Automatic AFK detection for visual novel reading statistics

Automatic AFK detection for visual novel reading statistics
Photo by Amanda Sala / Unsplash
💡
This post is AI generated

A simple character-based heuristic outperforms fixed timers and requires zero configuration. The formula threshold = max(5, min(chars × 1.2, 120)) handles 80%+ of cases without any user tuning, while an adaptive variant using exponential moving averages can personalize detection after a brief warm-up period. For applications requiring maximum robustness, the Modified Z-Score method using Median Absolute Deviation provides statistically rigorous outlier detection that remains stable even with contaminated data.

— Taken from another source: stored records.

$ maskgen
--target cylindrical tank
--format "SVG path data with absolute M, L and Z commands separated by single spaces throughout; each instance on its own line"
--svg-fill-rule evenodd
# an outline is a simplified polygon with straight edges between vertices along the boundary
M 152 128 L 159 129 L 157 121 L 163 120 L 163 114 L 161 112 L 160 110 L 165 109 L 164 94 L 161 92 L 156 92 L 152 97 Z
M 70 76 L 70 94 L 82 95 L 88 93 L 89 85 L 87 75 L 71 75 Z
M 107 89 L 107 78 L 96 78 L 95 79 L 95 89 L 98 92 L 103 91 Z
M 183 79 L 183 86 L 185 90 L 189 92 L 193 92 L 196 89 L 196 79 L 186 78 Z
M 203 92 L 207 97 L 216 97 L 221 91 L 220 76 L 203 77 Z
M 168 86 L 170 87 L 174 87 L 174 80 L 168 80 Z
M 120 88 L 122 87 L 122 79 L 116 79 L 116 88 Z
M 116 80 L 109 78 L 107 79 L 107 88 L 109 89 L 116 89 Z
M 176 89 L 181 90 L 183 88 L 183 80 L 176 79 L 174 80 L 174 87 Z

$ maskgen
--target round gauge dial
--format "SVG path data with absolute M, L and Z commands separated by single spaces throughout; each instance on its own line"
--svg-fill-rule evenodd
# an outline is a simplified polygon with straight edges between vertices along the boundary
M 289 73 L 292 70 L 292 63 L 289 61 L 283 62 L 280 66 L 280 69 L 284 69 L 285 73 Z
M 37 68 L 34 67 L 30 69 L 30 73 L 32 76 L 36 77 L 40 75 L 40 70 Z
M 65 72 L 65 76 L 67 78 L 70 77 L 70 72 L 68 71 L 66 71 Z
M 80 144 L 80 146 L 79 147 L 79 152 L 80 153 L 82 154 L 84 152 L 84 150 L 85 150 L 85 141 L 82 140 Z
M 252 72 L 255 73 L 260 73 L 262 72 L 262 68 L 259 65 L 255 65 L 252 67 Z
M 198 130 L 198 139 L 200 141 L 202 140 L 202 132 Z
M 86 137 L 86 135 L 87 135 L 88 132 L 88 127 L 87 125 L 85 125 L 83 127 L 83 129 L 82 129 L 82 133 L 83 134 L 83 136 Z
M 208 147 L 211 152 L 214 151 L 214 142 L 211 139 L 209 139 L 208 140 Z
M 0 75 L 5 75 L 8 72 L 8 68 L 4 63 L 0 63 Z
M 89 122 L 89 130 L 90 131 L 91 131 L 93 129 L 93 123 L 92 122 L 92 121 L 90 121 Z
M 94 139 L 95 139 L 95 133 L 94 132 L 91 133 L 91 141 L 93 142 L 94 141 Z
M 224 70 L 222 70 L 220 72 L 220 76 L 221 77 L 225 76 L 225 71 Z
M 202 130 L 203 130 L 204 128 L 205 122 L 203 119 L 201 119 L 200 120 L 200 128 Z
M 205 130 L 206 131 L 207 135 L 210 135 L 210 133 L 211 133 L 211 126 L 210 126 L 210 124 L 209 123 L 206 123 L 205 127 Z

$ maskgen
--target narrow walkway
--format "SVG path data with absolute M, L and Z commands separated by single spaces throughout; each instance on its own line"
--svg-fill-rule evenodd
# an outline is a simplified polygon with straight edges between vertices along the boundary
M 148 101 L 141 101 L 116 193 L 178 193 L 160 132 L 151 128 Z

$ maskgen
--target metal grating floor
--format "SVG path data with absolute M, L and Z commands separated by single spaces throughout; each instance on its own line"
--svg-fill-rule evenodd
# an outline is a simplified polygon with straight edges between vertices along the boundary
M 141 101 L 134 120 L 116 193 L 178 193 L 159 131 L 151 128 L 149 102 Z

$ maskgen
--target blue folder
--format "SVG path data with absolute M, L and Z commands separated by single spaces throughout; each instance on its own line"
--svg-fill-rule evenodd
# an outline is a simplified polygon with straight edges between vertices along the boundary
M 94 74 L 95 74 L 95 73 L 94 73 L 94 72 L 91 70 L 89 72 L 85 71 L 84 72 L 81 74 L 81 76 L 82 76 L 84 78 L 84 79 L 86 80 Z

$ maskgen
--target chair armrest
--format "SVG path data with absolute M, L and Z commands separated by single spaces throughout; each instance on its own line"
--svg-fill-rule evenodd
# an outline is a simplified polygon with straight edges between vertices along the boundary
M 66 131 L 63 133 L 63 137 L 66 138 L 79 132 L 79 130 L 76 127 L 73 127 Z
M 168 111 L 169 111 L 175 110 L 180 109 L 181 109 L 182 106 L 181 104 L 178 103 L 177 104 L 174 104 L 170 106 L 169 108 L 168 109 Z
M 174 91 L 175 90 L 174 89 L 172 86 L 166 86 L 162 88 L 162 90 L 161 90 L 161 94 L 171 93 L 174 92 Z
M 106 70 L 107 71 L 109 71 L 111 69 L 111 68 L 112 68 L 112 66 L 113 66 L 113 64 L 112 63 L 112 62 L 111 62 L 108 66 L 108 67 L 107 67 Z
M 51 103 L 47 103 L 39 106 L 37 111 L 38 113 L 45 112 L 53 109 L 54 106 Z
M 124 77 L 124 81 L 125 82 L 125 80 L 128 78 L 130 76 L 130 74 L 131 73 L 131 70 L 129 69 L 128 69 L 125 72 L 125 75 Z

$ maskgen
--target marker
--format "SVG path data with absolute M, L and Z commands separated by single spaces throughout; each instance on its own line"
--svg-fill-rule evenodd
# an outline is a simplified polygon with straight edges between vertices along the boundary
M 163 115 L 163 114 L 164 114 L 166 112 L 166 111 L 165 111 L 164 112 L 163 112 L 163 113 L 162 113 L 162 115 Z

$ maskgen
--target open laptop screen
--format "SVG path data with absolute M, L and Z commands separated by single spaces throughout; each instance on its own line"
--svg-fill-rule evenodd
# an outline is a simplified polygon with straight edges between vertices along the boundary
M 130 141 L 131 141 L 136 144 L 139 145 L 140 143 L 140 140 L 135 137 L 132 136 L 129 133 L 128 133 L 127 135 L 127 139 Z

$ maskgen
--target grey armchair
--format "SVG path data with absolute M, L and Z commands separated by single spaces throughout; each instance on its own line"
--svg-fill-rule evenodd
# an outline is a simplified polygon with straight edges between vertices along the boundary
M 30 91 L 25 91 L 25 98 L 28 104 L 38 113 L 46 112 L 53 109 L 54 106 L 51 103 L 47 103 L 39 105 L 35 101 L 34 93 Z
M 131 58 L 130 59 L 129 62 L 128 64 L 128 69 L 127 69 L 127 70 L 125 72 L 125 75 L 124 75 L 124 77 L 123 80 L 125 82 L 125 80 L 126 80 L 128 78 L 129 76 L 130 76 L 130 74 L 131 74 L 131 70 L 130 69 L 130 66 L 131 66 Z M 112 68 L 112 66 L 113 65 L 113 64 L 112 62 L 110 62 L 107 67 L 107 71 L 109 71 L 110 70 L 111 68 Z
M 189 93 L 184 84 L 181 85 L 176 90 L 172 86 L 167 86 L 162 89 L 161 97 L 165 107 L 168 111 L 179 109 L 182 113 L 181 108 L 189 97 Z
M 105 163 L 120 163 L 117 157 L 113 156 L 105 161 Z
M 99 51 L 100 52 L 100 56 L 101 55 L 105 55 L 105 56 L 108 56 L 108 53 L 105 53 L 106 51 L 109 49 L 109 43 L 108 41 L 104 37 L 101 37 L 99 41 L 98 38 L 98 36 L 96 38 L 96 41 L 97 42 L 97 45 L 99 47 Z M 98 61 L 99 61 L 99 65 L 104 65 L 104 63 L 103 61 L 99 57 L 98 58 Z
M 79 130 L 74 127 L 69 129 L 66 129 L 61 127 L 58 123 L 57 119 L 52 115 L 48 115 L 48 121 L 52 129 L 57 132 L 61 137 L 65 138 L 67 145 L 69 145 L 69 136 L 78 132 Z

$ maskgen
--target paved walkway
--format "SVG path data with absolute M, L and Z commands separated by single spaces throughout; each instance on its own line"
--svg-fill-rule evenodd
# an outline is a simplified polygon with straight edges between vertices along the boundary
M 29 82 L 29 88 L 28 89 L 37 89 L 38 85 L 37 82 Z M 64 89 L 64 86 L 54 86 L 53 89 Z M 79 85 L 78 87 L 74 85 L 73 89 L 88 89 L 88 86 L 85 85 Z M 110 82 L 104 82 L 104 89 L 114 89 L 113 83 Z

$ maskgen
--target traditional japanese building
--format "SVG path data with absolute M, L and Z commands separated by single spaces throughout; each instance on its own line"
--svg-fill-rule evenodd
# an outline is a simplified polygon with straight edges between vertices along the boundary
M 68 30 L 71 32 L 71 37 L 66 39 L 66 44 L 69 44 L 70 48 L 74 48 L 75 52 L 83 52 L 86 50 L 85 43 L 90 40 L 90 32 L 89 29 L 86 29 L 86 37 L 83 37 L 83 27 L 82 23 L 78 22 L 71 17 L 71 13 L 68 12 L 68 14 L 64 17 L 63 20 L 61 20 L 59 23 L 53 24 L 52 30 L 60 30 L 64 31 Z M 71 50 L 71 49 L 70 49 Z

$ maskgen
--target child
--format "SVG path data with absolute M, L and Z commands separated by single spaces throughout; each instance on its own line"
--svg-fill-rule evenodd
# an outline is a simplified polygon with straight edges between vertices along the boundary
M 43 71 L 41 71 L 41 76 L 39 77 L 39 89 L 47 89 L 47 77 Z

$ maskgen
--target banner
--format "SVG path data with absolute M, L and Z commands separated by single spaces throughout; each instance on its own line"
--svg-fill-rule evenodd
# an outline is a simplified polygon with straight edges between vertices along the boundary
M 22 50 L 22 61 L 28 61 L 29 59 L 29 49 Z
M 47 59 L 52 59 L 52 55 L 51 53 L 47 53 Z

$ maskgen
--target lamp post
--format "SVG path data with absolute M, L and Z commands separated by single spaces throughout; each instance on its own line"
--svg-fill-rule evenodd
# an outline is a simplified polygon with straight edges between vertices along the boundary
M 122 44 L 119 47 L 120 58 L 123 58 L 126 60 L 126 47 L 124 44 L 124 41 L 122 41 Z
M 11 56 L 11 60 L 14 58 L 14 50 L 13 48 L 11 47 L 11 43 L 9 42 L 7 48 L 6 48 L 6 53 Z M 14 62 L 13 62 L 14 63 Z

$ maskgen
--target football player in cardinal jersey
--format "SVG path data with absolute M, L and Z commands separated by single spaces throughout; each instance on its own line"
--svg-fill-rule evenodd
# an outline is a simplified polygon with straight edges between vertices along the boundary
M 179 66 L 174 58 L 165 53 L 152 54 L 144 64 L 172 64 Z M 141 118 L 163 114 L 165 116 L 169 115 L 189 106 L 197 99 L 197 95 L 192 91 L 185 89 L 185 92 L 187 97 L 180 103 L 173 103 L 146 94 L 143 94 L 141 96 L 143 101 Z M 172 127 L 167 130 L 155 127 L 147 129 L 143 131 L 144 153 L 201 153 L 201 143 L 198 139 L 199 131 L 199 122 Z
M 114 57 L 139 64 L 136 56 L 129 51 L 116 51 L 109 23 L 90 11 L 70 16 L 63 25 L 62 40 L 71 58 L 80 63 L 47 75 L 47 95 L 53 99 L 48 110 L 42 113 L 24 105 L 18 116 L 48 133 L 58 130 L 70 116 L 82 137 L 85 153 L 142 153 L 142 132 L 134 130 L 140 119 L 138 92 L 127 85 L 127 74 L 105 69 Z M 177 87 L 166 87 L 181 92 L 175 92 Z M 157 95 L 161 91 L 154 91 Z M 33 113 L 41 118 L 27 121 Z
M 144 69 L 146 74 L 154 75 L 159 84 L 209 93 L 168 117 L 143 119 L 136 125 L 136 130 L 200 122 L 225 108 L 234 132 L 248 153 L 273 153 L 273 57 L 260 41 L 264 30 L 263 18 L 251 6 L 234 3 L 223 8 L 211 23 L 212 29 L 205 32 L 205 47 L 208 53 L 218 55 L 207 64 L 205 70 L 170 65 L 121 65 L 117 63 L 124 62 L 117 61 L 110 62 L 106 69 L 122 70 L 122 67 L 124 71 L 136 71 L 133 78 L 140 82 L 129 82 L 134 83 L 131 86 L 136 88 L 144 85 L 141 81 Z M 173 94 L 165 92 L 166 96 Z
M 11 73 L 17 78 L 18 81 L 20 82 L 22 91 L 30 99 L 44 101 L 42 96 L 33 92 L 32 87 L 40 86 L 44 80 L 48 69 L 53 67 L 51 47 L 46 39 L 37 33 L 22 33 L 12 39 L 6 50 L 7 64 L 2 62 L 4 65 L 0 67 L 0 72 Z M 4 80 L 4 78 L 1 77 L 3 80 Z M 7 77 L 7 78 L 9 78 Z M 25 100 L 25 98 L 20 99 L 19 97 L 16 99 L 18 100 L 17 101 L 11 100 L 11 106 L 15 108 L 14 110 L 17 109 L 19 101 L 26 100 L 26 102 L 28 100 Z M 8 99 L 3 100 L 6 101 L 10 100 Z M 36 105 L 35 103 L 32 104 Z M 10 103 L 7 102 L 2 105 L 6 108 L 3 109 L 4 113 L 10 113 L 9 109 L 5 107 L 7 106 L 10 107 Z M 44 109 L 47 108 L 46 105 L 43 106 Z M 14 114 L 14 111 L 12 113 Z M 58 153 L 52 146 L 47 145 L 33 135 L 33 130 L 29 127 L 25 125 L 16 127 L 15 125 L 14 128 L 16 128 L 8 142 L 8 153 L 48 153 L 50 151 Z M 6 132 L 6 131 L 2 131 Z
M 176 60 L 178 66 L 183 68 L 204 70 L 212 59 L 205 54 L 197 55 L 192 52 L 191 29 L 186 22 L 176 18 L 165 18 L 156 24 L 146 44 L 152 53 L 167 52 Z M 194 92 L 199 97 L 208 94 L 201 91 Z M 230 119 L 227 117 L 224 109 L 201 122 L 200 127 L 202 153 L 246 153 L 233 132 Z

The core problem with fixed AFK timers like the current 60-second approach is that they ignore text length entirely. Shodan A 4-character line like 「ああ...」 legitimately takes 2-3 seconds to read, making a 60-second threshold absurdly generous—it would count 57 seconds of idle time toward reading statistics. Conversely, a 200-character passage might genuinely require 90+ seconds for a learner, yet would be incorrectly flagged as AFK.

Each approach below solves the same problem with increasing sophistication. Choose based on your implementation constraints and accuracy requirements.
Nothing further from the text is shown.